Miss Macron dans la presse pipole : un vrai délire.

Quant à la presse féminine, pipolisée et stéréotypée (jardin intérieur, dimension psychologique, beauté extérieure…), elle est — malgré elle  —  révélatrice, au plan sociologique et historique. Ainsi peut-on lire, à propos de Brigitte Macron, dans un média bobo que (extraits adaptés et commentés ; à lire jusqu’au bout tellement la presse pipolo-magnaque est « drôle » ; voir lien vers source en bas de page), « sa veste zippée » le soir de la victoire d’Emmanuel Macron, « son tailleur bleu » à l’investiture, ces « sacs à main qu’elle ne quitte plus », Brigitte Macron ne « jure » que par Louis Vuitton, et qu’elle est « séduite » par les créations de son directeur artistique, Nicolas Ghesquière.

La Première Dame fait aussi venir le [petit] styliste Mathieu Berthe­­lat Colin, ancien­­ne­­ment chargé de commu­­ni­­ca­­tion pour la marque Zadig & Voltaire. Le jeune homme est styliste free­­lance depuis 2011 et a prin­­ci­­pa­­le­­ment travaillé à la télé­­vi­­sion pour ‘Bache­­lor’ [Qui paie le styliste, euh, ce blanc-bec : Vous toutes et tous, via l’Elysée, avec vos impôts ? Ou Madame Macron de sa poche ?].

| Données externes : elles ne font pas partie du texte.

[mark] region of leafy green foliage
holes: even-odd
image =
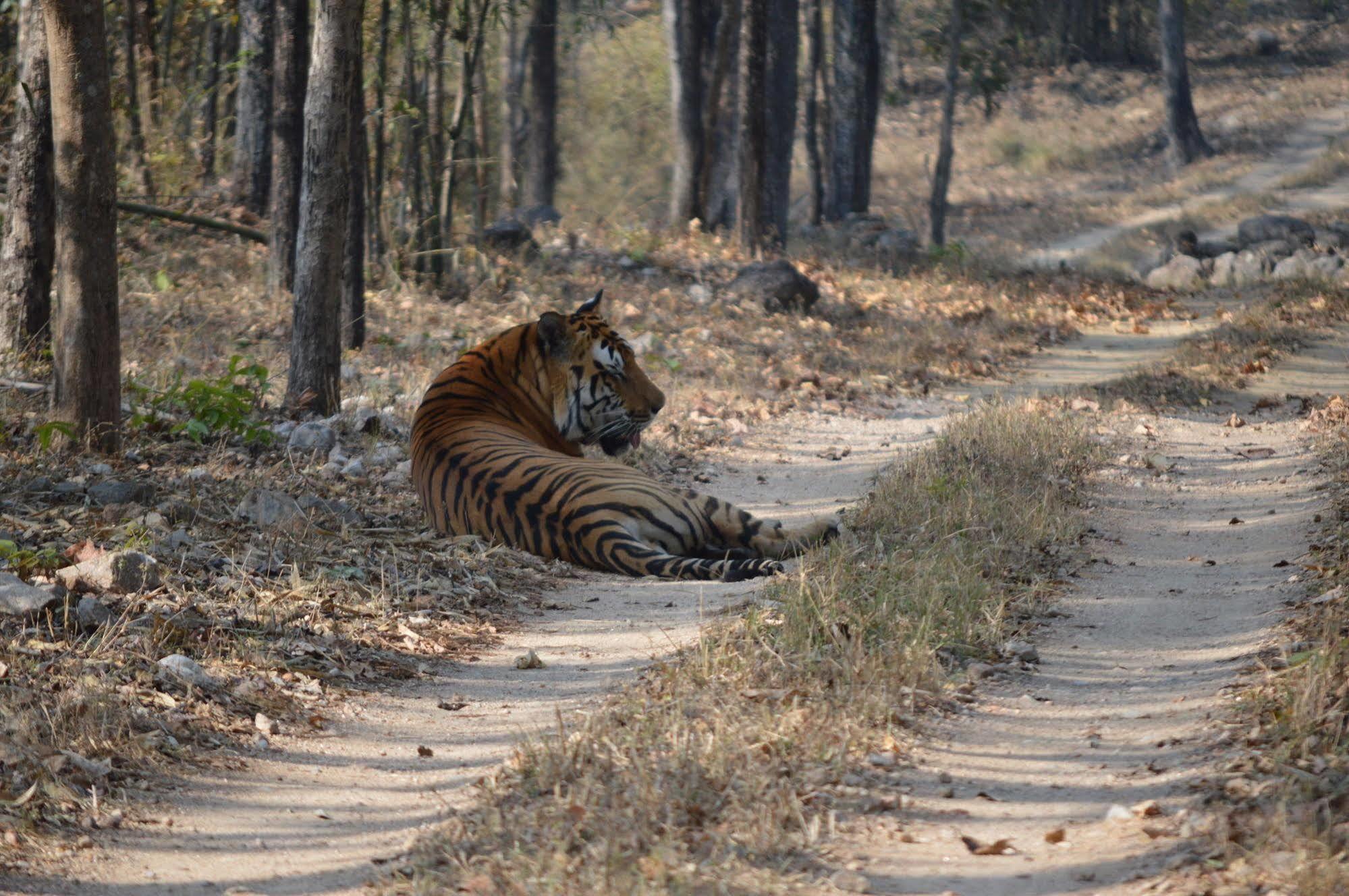
[[[258,418],[267,394],[267,368],[247,363],[241,355],[229,359],[229,368],[217,379],[182,382],[175,374],[162,390],[131,381],[127,390],[139,403],[128,424],[150,432],[182,433],[196,443],[232,433],[246,443],[266,444],[272,432]]]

Et à chaque fois, ses looks font mouche. Ce n’est pas un secret, Brigitte Macron est proche de la famille Arnault, et plus particulièrement de Delphine Arnault, la directrice générale adjointe de la maison française. L’année dernière, celle qui n’était pas encore Première dame s’affichait même au défilé Louis Vuitton, à Paris, aux côtés de grandes stars du cinéma comme Léa Seydoux. Mais pourquoi l’épouse du président est-elle si accro à la griffe au monogramme ?

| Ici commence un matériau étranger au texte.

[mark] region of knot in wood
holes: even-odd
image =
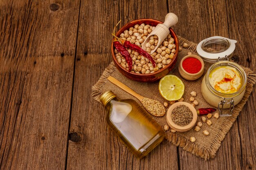
[[[81,137],[76,132],[70,133],[68,136],[70,140],[74,142],[78,142],[81,139]]]
[[[58,5],[56,4],[52,4],[50,5],[50,9],[52,11],[57,11],[58,9]]]

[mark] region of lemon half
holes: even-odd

Dans une enquête publiée par ‘Capital.fr’, on apprend que lorsqu’elle enseignait à Paris, au lycée privé Franklin, Brigitte Macron était la professeure de français de Frédéric et Jean, les plus jeunes fils de Bernard Arnault. Puis Brigitte Macron a rencontré Delphine Arnault en 2014. Enfin la Picarde Brigitte Macron a sympathisé avec Delphine lors d’un déjeuner à New York à l’été 2014.

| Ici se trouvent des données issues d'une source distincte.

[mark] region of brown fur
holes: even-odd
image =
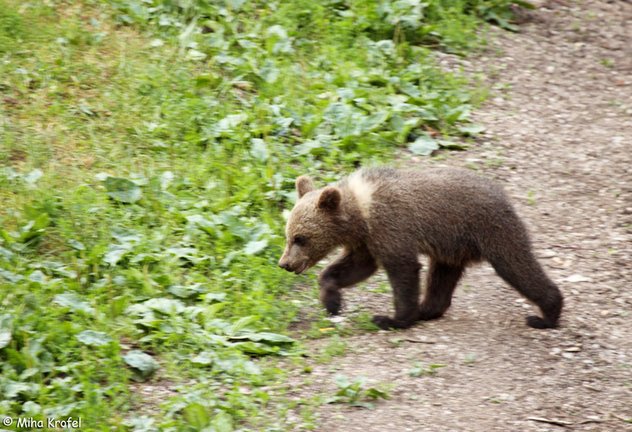
[[[296,189],[299,199],[279,265],[299,274],[342,246],[320,278],[320,298],[331,313],[340,310],[341,288],[368,278],[379,265],[393,287],[395,316],[376,316],[374,323],[406,328],[439,318],[466,266],[486,260],[539,306],[544,318],[528,317],[529,325],[557,326],[562,294],[536,261],[524,224],[492,182],[463,170],[378,168],[321,190],[301,176]],[[430,259],[421,305],[420,253]]]

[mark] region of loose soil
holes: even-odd
[[[374,410],[320,406],[319,431],[632,431],[632,4],[555,0],[520,15],[520,33],[492,29],[477,58],[440,55],[492,86],[482,138],[438,162],[402,158],[505,186],[565,296],[561,326],[528,328],[533,306],[489,265],[472,268],[442,318],[356,332],[344,356],[290,378],[297,400],[333,395],[336,374],[390,385]],[[370,289],[380,277],[345,291],[343,316],[393,313],[390,290]],[[415,362],[447,366],[414,377]]]

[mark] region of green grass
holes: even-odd
[[[294,179],[467,133],[482,93],[428,47],[466,52],[506,3],[3,0],[0,413],[283,430],[260,388],[301,353]]]

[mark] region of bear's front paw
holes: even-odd
[[[527,317],[527,325],[533,328],[555,328],[556,323],[551,323],[548,320],[540,318],[537,315],[532,315]]]
[[[374,315],[371,322],[379,327],[383,330],[388,330],[394,328],[405,328],[409,325],[403,326],[402,323],[397,320],[394,320],[390,316],[386,315]]]
[[[338,315],[342,306],[342,297],[338,291],[327,291],[322,295],[321,301],[327,312]]]

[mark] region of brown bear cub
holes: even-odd
[[[342,246],[320,277],[320,299],[330,313],[340,310],[341,288],[381,266],[393,287],[395,316],[376,316],[375,324],[407,328],[439,318],[466,267],[485,259],[539,306],[544,318],[527,317],[529,325],[557,326],[562,294],[536,261],[525,225],[494,182],[458,169],[374,168],[320,190],[301,176],[296,190],[279,266],[298,274]],[[430,259],[421,305],[419,254]]]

Delphine Arnault et Brigitte Macron étaient accompagnées de leurs conjoints respectifs, Emmanuel Macron et Xavier Niel. Depuis, l’épouse du président porte du Vuitton à chacune de ses sorties officielles » [ndmg – Delphine Arnault, Brigitte Macron, Emmanuel Macron, Xavier Niel, que du « petit peuple »…].

Et si effectivement, la Première dame arbore régulièrement des jolis looks signés LV, en revanche, il s’agit systématiquement de « prêts » [ndmg – ce ne serait pas l’Elysée qui paie la note ; et ce serait Brigitte Macron qui règle­rait les émolu­ments ; mais on en voudrait bien la preuve, juste pour éviter les malentendus…].

La First Lady a aussi fait quelques infidélités à Louis Vuitton. On l’a récemment vue en veste Balmain – ce qui a enchanté son créateur, Olivier Rousteing, sur Instagram – ainsi qu’en robe Courrèges (fin des extraits adaptés et commentés  ; voir lien vers source en bas de page). Voilà pour Macron, Vuitton, Rousteing, Balmain, Arnault, Niel, Seydoux, Berthe­­lat Colin, Ghesquière, toutes et tous cités dans la presse féminine, pipole et stéréotypée, une vraie radioscopie sociologique et historique de la France d’en Haut.